Optional: garnish with some extra cherries and/or sprinkle on some dehydrated sprouted buckwheat, chopped nuts and seeds.
Tips on my creamy oat bran porridge recipe:
- Store the leftover silken tofu in airtight jar or container in fridge and use it up in 4-5 days. Recipes using silken tofu: Tofu and Pumpkin Cheesecake, Tofu Cheesecake with Purple Yams, Tofu Tartlets, Tofu Cashew Cheesecake Dessert Bowls, Vegan Cream Cheese Frosting, Matcha Cheesecake with Cherries, Vegan Tiramisú.
- Feel free to substitute some (or all) of the oat bran with regular rolled oats if you’re not following low glycemic diet.

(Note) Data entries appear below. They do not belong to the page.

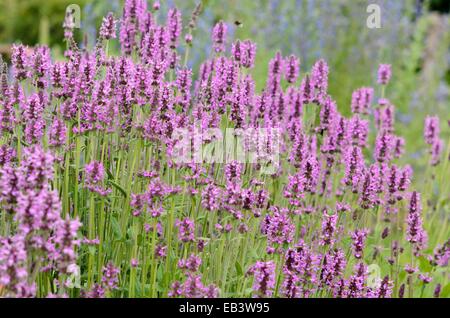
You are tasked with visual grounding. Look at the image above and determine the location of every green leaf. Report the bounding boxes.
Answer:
[234,261,244,276]
[439,283,450,298]
[108,180,127,197]
[419,256,433,273]
[111,218,122,240]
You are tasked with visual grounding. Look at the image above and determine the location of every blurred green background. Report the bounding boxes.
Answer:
[0,0,450,175]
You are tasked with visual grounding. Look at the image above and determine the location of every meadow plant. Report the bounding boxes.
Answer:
[0,0,450,298]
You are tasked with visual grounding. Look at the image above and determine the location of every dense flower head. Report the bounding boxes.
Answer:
[212,21,228,53]
[378,64,392,85]
[175,218,195,243]
[85,161,105,185]
[406,191,424,243]
[320,209,338,245]
[99,12,117,40]
[424,116,440,145]
[0,0,444,298]
[351,87,374,114]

- Plant-based milk can be used instead of water. Opt for additive-free organic varieties. Particularly look for added salt, sugar and oils.
- You can use ground chia seeds instead of flax seeds. However, be aware that chia seeds absorb a lot more liquid, so be ready to add more water or plant milk.
- Definitely grind the flax seeds yourself and don’t buy ready ground seeds. It’s because ground flax and chia seeds (or any other nuts and seeds) go rancid very quickly if kept in light and at warm temperatures. Store the ground seeds in airtight container or jar in fridge.
- Finally, try also blueberries and raspberries instead of sour cherries.